The obesity epidemic is globally considered as one of the topmost health concern whose multifactorial etiology involves sedentary life style, poor dietary habit, individual’s genetic peculiarity, environmental factors, adipose tissue inflammation and many more. More recently, researchers are intensively focusing on the role of gut microbiome in the manifestation and pathogenesis of obesity and associated complications. Microbiomes modulation of inflammatory responses associated to physiology of obesity implicated the involvement of the Toll-like receptors (TLRs), Short-chain fatty acids (SCFAs) response, gut fermentation mechanisms, as well as passive immune defense exerted by refining of mucous barriers in response to bacterial presence. We reviewhere the role of gut microbiota in the pathogenesis and management of obesity as it relates to metabolic inflammation. Accurate alteration of the gut microbiome appears to be a potential therapeutic intervention that may impede white adipose tissue inflammation and in the long run prevent obesity.

Keywords

Etiology; Microbiomes; Microbiota; Firmicutes; Bacteroidetes

Introduction

Obesity is a metabolic product of long-term imbalance between energy intake and expenditure with a heterogeneity characterization involving several health threatening co-morbidities [1]. Its pathogenesis is dependent on host genetics, environmental factors, diet/caloric intake, lifestyle, and adipose tissue inflammation [2]. Comorbidities of obesity includes insulin resistance, type 2 diabetes, atherosclerosis, hypercholesterolemia, fatty liver disease, hypertension, and low grade systemic inflammation [3], which all together translates towards metabolic syndrome [2].

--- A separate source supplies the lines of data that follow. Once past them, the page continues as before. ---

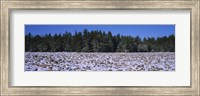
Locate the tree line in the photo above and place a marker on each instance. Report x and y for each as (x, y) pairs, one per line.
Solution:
(97, 41)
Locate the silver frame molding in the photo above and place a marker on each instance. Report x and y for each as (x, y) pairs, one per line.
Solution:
(8, 5)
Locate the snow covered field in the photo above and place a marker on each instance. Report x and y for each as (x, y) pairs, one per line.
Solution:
(72, 61)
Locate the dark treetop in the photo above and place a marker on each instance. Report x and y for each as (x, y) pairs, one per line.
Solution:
(97, 41)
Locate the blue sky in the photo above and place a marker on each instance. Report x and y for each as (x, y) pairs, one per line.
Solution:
(133, 30)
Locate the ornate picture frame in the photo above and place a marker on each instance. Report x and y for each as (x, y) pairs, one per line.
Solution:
(8, 5)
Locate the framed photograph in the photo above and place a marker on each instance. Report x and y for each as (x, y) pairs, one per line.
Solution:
(97, 47)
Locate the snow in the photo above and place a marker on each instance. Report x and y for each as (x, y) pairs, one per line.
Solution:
(72, 61)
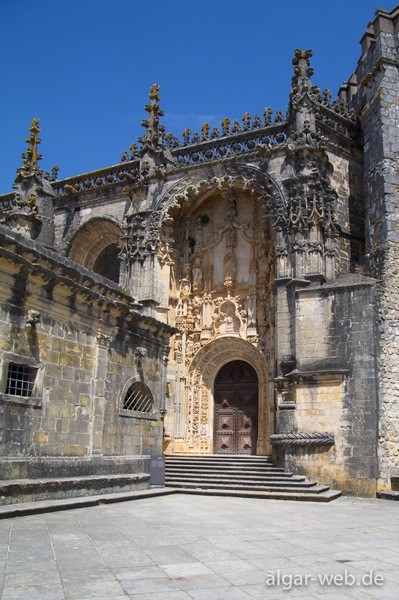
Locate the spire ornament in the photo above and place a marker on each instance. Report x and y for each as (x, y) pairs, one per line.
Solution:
(30, 158)
(30, 210)
(154, 154)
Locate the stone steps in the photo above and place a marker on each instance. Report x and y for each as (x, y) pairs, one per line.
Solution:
(240, 476)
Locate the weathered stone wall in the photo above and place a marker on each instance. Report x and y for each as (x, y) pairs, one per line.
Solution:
(84, 347)
(377, 104)
(334, 386)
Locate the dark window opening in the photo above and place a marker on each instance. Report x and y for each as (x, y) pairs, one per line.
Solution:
(138, 398)
(20, 380)
(107, 263)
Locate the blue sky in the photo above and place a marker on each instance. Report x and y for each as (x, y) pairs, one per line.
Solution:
(84, 67)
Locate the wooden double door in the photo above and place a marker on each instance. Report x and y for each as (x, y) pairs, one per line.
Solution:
(236, 409)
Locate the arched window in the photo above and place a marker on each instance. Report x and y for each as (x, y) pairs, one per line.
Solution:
(138, 398)
(107, 263)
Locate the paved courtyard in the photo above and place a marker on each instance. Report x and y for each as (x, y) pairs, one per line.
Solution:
(205, 548)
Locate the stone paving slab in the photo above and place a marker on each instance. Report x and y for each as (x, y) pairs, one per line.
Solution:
(177, 547)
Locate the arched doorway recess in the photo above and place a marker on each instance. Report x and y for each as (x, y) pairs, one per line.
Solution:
(236, 409)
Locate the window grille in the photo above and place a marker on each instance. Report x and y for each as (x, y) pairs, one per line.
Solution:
(20, 380)
(138, 398)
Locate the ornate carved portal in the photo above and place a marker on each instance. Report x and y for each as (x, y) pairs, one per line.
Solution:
(236, 409)
(223, 303)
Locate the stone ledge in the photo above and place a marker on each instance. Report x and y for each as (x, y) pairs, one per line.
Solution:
(33, 508)
(389, 495)
(30, 490)
(302, 439)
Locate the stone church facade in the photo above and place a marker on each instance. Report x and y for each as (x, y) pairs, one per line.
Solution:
(241, 281)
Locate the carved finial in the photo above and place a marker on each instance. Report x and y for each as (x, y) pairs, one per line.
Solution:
(154, 93)
(246, 120)
(225, 126)
(186, 136)
(154, 155)
(205, 131)
(301, 62)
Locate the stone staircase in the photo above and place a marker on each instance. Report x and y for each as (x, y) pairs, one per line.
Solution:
(237, 475)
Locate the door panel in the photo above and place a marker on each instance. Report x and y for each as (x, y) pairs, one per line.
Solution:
(236, 409)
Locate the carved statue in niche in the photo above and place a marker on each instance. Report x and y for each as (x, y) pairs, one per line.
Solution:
(229, 261)
(197, 274)
(225, 319)
(229, 268)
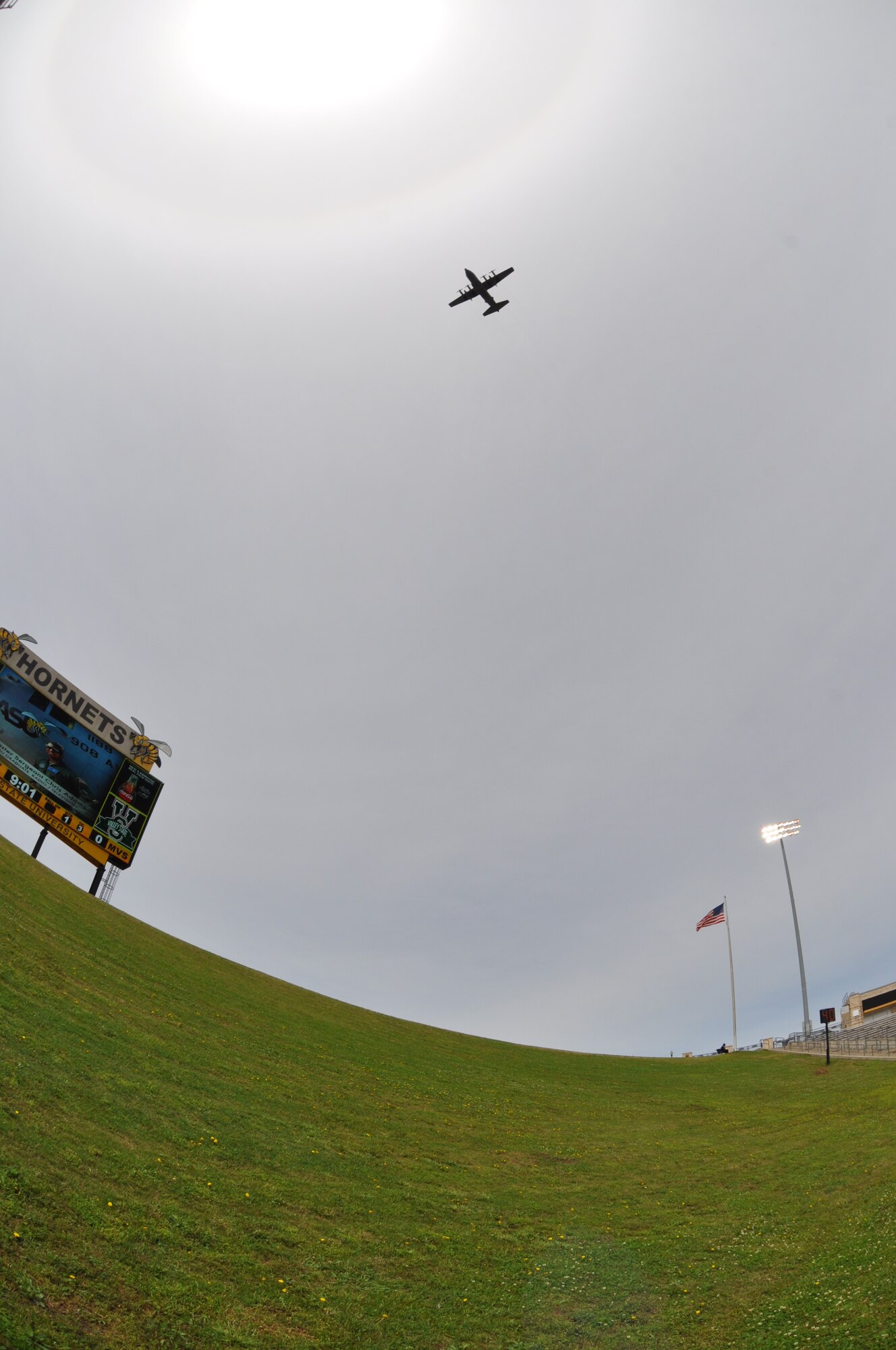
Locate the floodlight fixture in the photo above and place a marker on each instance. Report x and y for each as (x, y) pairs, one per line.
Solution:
(773, 834)
(777, 835)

Recently, researches focusing on the involvement of intestinal microbiota in the manifestation and management of obesity reflected the need to critically examine the lineage of microbiome-obesity-adipose tissue inflammation link.

Gut Microbiota Profile and Obesity

The gut consist of approximately 1014 bacteria with an estimated 150-fold more accumulated genes than the entire single human genome. Among the established human gut microbiota (which are mostly Gram-positive and anaerobic), Firmicutes and Bacteroidetes predominates, accounting for more than 90% of physiologically important microbiomes [4-6]. Apart from the substantial beneficial digestive function of the gut microbiota, it was suggested to be an important environmental factor involved in the regulation of body weight, energy homeostasis and consequently obesity [7,8].

Substantial difference in flora composition exist between obese animals and human subjects as compared to their leaner counterparts [4], showing a greater representation of Firmicutes and fewer Bacteroidetes, as well as reduced bacterial diversity at large [8]. A number of studies on microbiota profile of obese rats clearly supported patterns of greater Firmicutes/Bacteroidetes ratios [5]. Furthermore, some specific proteobacteria (Halomonas and Sphingomonas) as well as lower bifidobacterial and total bacteria counts were associated with the obese phenotype [8].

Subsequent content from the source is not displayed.